Burial Ground, Kilbannivane, Co. Kerry
Co. Kerry |
Burial Grounds
A black iron gate set between two rendered piers still marks the entrance to Kilbannivane graveyard in County Kerry, suggesting a site that was once maintained with some care.
Step through it, however, and the contrast is immediate. The interior is so heavily overgrown that moving through it with any ease is close to impossible, the rubblestone enclosure wall crumbling in several places, particularly along the northern boundary.
A survey carried out by Laurence Dunne in 2012 recorded twenty-five tombs within the graveyard, many of them in poor, dilapidated, or collapsed condition. Dunne described the site as entirely neglected, the result of a sustained absence of basic maintenance.
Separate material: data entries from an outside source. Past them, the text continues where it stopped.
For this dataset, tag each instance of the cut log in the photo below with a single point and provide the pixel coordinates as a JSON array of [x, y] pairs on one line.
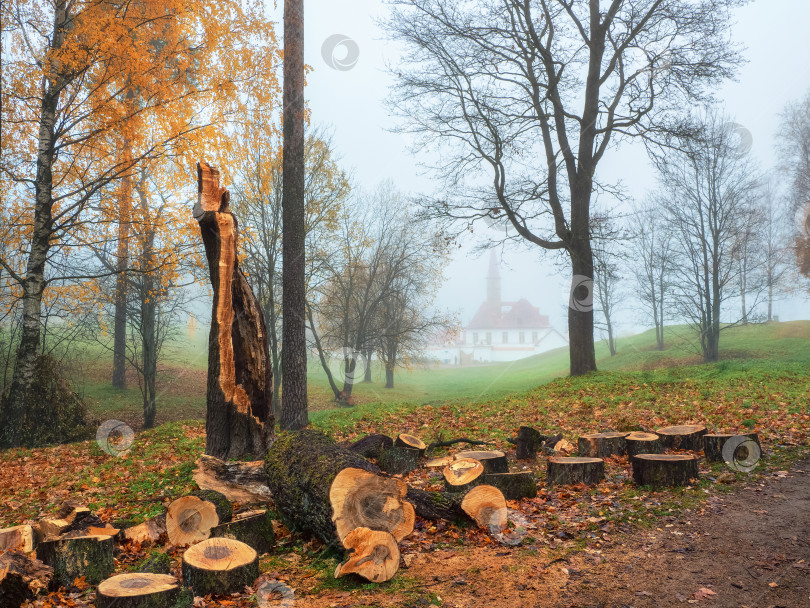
[[374, 555], [17, 538], [20, 578], [662, 470], [219, 565], [242, 482], [87, 556], [528, 442], [563, 470], [398, 460], [487, 507], [642, 443], [371, 446], [189, 520], [361, 499], [254, 529], [409, 441], [138, 590], [494, 461], [513, 486], [683, 437], [713, 444], [461, 473], [601, 445], [239, 419]]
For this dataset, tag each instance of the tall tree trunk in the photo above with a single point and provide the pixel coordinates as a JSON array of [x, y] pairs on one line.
[[294, 395], [239, 418], [34, 283]]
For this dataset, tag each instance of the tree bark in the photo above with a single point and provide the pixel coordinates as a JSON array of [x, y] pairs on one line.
[[294, 362], [239, 418]]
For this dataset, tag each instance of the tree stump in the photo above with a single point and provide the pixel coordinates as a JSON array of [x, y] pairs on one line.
[[601, 445], [138, 590], [683, 437], [461, 474], [189, 519], [374, 555], [219, 565], [255, 529], [564, 470], [87, 556], [486, 506], [398, 460], [713, 444], [642, 443], [663, 470], [494, 461], [513, 486], [239, 419], [409, 441]]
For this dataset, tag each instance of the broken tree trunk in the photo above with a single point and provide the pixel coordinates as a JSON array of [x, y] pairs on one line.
[[219, 565], [239, 418], [664, 469], [601, 445], [563, 470], [138, 590]]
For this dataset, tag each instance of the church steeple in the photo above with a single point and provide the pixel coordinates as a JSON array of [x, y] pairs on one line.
[[493, 280]]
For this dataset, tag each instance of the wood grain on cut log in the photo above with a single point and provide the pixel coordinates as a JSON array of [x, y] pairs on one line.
[[562, 470], [494, 461], [374, 555], [219, 565], [461, 473], [254, 529], [513, 486], [662, 470], [138, 590], [239, 419], [189, 519], [486, 506], [87, 556], [601, 445], [713, 444], [642, 443], [682, 437], [361, 499]]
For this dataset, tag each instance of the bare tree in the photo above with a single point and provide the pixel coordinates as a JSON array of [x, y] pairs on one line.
[[526, 96]]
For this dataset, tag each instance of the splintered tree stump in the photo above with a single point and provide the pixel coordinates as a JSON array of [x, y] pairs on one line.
[[371, 446], [513, 486], [239, 419], [601, 445], [361, 499], [528, 442], [254, 529], [219, 565], [374, 555], [494, 461], [87, 556], [409, 441], [487, 507], [460, 474], [138, 590], [642, 443], [398, 460], [562, 470], [664, 470], [189, 519], [683, 437], [713, 444]]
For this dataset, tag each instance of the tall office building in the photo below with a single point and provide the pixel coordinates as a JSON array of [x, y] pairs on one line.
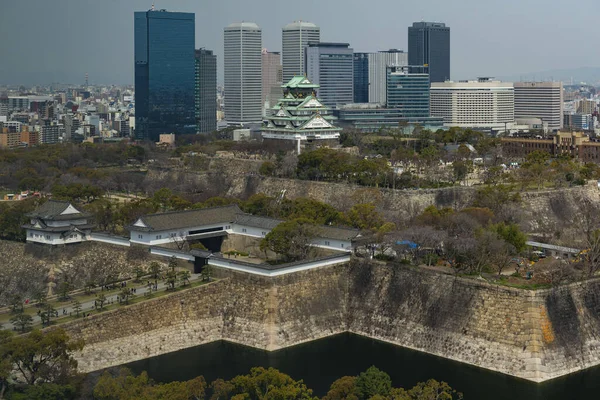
[[164, 73], [542, 100], [243, 66], [429, 44], [295, 38], [272, 79], [378, 64], [408, 90], [206, 91], [361, 77], [331, 66], [370, 74], [483, 104]]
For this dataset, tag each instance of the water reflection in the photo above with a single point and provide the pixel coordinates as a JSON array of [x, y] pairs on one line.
[[321, 362]]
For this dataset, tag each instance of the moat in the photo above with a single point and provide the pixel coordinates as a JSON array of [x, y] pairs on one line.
[[321, 362]]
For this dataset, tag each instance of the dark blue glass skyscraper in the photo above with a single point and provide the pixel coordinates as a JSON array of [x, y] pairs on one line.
[[429, 44], [164, 73], [361, 77], [408, 90]]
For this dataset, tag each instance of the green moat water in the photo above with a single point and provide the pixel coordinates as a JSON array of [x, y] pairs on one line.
[[321, 362]]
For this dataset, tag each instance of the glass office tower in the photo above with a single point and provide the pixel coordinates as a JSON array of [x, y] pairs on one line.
[[408, 90], [361, 77], [164, 73], [206, 91], [331, 65], [429, 44]]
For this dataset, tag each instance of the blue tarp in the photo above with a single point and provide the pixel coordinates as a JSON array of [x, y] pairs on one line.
[[411, 245]]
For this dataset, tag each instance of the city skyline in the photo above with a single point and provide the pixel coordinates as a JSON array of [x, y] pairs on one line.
[[102, 46]]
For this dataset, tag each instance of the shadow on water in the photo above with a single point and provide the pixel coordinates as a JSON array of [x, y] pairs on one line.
[[321, 362]]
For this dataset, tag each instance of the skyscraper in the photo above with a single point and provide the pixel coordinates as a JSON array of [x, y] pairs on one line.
[[542, 100], [331, 66], [408, 90], [429, 44], [272, 78], [295, 38], [370, 74], [164, 73], [243, 80], [206, 91], [482, 104], [361, 77]]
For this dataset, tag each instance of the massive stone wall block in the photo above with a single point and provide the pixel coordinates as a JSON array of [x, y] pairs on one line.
[[536, 335]]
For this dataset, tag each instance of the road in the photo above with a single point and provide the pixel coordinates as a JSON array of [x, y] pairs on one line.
[[88, 307]]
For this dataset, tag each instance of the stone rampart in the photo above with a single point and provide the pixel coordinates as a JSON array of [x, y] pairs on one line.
[[535, 335]]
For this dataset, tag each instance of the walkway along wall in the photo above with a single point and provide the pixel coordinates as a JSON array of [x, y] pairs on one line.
[[533, 335]]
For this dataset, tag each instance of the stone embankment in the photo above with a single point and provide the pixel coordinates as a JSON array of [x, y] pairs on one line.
[[532, 335], [240, 179]]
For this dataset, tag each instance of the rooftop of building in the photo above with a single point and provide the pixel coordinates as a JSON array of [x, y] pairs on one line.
[[300, 24], [424, 24], [57, 210], [243, 25], [184, 219], [328, 44], [300, 82]]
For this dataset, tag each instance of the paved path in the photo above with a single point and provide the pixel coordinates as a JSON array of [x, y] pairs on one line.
[[88, 307]]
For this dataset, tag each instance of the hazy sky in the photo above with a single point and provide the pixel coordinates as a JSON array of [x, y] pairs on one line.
[[43, 41]]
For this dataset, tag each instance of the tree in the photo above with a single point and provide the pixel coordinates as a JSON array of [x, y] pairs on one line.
[[16, 303], [184, 277], [373, 382], [291, 239], [172, 274], [39, 298], [430, 390], [343, 389], [22, 321], [89, 286], [77, 307], [139, 272], [535, 166], [5, 362], [47, 314], [511, 234], [206, 273], [100, 300], [44, 357], [364, 217], [155, 269], [264, 384], [122, 384], [65, 288], [126, 294], [267, 168]]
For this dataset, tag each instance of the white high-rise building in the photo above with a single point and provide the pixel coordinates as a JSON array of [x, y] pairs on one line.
[[378, 63], [483, 104], [243, 73], [272, 79], [542, 100], [295, 38]]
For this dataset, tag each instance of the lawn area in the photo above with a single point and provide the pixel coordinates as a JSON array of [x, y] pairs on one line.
[[138, 298]]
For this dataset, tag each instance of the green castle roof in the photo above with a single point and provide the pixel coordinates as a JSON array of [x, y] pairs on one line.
[[300, 82]]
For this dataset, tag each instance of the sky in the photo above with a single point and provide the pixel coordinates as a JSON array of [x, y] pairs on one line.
[[45, 41]]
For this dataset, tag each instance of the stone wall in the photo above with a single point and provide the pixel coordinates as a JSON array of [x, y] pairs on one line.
[[532, 335], [240, 179]]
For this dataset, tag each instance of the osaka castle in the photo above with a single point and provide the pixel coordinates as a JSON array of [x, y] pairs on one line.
[[300, 116]]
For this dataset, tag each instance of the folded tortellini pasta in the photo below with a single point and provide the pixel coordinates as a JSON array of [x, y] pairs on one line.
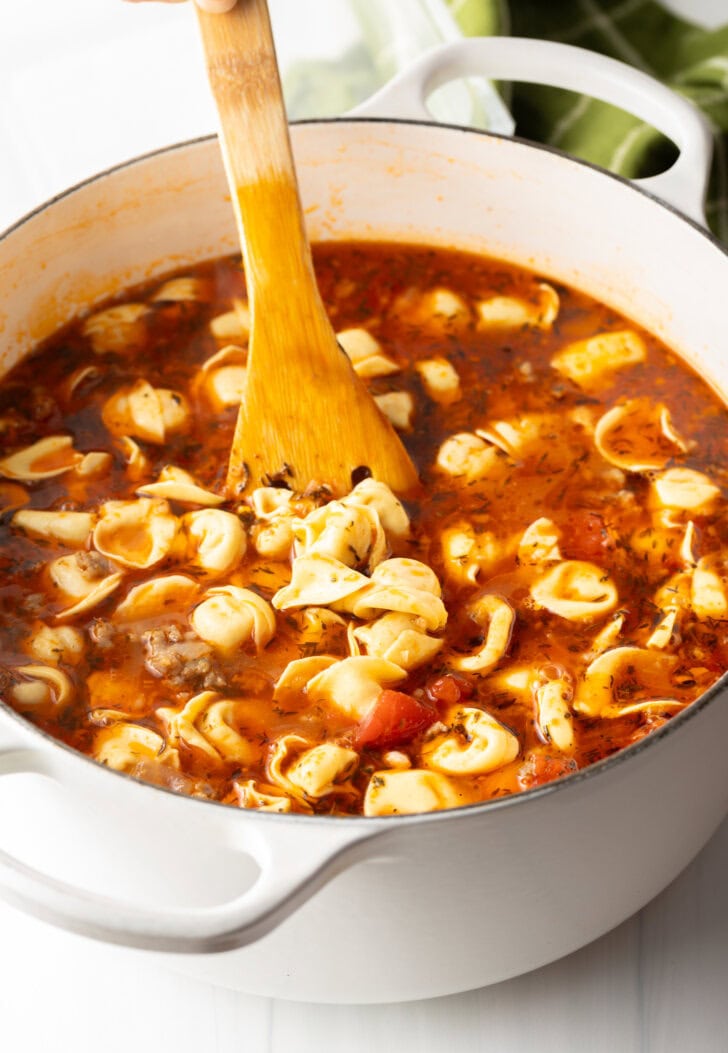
[[44, 459], [473, 743], [411, 791], [538, 309], [595, 360], [229, 617], [151, 414], [399, 638]]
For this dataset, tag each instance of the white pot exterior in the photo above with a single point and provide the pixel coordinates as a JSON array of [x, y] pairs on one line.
[[430, 905]]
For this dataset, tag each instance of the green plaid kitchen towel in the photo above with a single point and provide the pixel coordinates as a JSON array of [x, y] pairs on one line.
[[691, 60]]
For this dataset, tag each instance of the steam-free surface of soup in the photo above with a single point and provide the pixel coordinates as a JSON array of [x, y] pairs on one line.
[[554, 592]]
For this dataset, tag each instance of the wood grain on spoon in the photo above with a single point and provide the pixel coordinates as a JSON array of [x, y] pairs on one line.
[[306, 417]]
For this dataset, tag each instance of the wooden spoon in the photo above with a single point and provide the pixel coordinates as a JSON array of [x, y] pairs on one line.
[[306, 416]]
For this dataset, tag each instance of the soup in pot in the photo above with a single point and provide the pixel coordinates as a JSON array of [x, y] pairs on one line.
[[555, 591]]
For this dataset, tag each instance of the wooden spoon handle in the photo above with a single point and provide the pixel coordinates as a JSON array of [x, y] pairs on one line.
[[256, 146]]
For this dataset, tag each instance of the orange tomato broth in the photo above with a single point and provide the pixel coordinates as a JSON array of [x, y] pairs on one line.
[[504, 374]]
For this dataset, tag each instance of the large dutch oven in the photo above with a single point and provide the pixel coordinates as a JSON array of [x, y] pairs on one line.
[[381, 909]]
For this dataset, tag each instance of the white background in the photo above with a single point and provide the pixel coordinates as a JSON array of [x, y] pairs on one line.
[[84, 83]]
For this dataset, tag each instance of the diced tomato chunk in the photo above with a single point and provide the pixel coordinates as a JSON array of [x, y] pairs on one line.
[[394, 719], [543, 768], [587, 537], [449, 690]]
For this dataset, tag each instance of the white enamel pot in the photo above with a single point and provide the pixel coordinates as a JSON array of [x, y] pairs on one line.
[[377, 910]]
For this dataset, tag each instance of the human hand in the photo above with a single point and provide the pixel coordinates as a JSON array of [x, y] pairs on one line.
[[214, 6]]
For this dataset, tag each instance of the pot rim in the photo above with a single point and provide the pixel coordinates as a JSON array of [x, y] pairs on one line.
[[463, 811]]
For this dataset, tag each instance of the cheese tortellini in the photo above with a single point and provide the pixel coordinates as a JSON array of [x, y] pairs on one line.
[[229, 617], [553, 587]]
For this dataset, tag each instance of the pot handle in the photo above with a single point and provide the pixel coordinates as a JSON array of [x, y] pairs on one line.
[[563, 65], [294, 866]]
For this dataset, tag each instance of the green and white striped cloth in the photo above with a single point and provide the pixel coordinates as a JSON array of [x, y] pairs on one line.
[[643, 33]]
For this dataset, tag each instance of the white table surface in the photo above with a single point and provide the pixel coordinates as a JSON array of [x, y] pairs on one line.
[[84, 83]]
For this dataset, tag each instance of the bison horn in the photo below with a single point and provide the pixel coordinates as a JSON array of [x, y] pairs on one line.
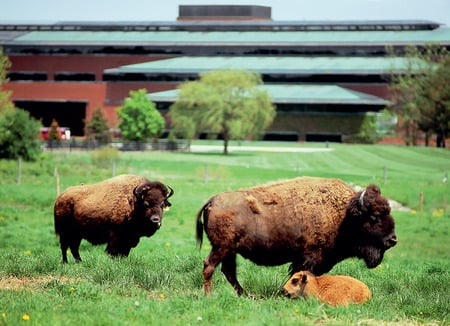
[[139, 190], [361, 201], [170, 192]]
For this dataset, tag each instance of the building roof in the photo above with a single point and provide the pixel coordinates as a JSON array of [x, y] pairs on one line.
[[268, 65], [298, 94], [163, 38]]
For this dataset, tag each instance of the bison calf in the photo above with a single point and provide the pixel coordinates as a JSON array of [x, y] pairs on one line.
[[312, 223], [117, 211], [335, 290]]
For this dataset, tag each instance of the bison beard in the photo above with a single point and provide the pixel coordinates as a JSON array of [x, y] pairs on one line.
[[117, 211], [312, 223]]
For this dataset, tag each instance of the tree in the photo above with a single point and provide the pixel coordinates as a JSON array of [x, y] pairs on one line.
[[19, 132], [225, 102], [421, 94], [140, 118], [19, 135], [97, 128], [434, 102], [5, 102]]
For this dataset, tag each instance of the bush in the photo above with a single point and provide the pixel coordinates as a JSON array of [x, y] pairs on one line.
[[105, 156], [19, 135]]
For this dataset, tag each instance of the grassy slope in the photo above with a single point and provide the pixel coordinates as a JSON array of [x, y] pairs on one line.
[[161, 281]]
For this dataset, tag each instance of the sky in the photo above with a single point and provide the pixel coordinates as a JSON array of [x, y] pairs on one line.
[[50, 11]]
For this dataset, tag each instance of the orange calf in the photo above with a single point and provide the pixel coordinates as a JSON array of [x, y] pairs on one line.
[[335, 290]]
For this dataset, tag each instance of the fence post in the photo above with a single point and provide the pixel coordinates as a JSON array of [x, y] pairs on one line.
[[421, 201], [56, 174], [19, 171]]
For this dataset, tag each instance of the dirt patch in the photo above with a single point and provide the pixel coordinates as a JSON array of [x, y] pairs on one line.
[[32, 283]]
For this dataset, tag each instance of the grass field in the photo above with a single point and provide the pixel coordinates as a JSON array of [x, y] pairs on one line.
[[160, 283]]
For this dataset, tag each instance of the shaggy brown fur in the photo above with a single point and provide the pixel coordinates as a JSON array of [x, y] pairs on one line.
[[117, 211], [313, 223], [335, 290]]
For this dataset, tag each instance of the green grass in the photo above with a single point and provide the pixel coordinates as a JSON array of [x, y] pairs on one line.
[[160, 282]]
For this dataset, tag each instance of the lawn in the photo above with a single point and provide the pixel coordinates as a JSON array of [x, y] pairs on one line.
[[160, 282]]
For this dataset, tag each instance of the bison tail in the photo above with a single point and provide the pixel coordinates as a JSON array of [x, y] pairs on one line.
[[199, 227]]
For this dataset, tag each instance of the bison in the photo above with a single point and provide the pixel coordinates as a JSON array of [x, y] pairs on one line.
[[312, 223], [116, 211], [335, 290]]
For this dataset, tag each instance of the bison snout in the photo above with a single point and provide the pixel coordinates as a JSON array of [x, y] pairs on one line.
[[392, 241], [156, 219]]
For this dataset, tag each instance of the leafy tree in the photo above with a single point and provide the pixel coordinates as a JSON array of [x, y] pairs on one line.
[[421, 95], [5, 102], [434, 102], [224, 102], [19, 135], [97, 128], [19, 132], [140, 118]]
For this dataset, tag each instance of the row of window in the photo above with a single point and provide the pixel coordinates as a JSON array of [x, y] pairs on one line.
[[127, 77]]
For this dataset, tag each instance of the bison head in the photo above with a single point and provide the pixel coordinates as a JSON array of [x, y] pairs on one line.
[[151, 200], [368, 229]]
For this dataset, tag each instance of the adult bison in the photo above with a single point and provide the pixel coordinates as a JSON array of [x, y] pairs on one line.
[[117, 211], [312, 223]]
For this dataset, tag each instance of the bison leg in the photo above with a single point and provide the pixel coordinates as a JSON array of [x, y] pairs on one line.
[[73, 243], [216, 256], [74, 247], [118, 250], [229, 270], [64, 247]]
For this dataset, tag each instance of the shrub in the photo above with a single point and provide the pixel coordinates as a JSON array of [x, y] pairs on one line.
[[105, 156], [19, 135]]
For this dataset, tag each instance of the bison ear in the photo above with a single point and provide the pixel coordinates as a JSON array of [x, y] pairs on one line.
[[304, 278]]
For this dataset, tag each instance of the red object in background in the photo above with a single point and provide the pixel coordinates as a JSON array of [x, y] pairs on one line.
[[63, 133]]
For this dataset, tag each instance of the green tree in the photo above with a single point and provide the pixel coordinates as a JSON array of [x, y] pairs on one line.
[[140, 120], [97, 128], [434, 102], [421, 93], [19, 135], [224, 102], [5, 102]]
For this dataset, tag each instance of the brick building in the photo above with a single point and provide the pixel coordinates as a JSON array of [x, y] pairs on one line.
[[323, 76]]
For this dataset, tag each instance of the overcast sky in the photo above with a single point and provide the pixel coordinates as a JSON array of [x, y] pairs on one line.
[[48, 11]]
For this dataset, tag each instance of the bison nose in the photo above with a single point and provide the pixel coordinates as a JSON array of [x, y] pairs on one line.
[[156, 219], [392, 241]]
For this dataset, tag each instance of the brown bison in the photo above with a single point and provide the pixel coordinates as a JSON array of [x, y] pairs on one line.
[[312, 223], [117, 211], [335, 290]]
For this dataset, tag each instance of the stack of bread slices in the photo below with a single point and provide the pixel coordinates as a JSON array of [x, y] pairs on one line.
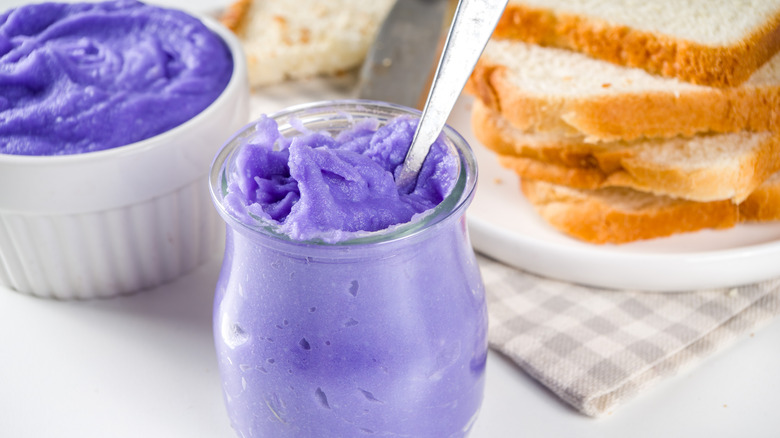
[[636, 119]]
The enclosure itself, built in the dry rubblestone tradition common to Kerry, has suffered accordingly, its walls consumed by vegetation and sagging where foundations have shifted. The tombs, whatever their original form or inscription, are now largely obscured beneath the growth.
For anyone making their way to Kilbannivane, the gate remains the clearest point of orientation, though the difficulty of moving through the interior, noted over a decade ago, is unlikely to have improved with time. The northern wall in particular was identified as the most deteriorated section of the boundary, and the dense overgrowth throughout makes close inspection of individual monuments a slow and careful business.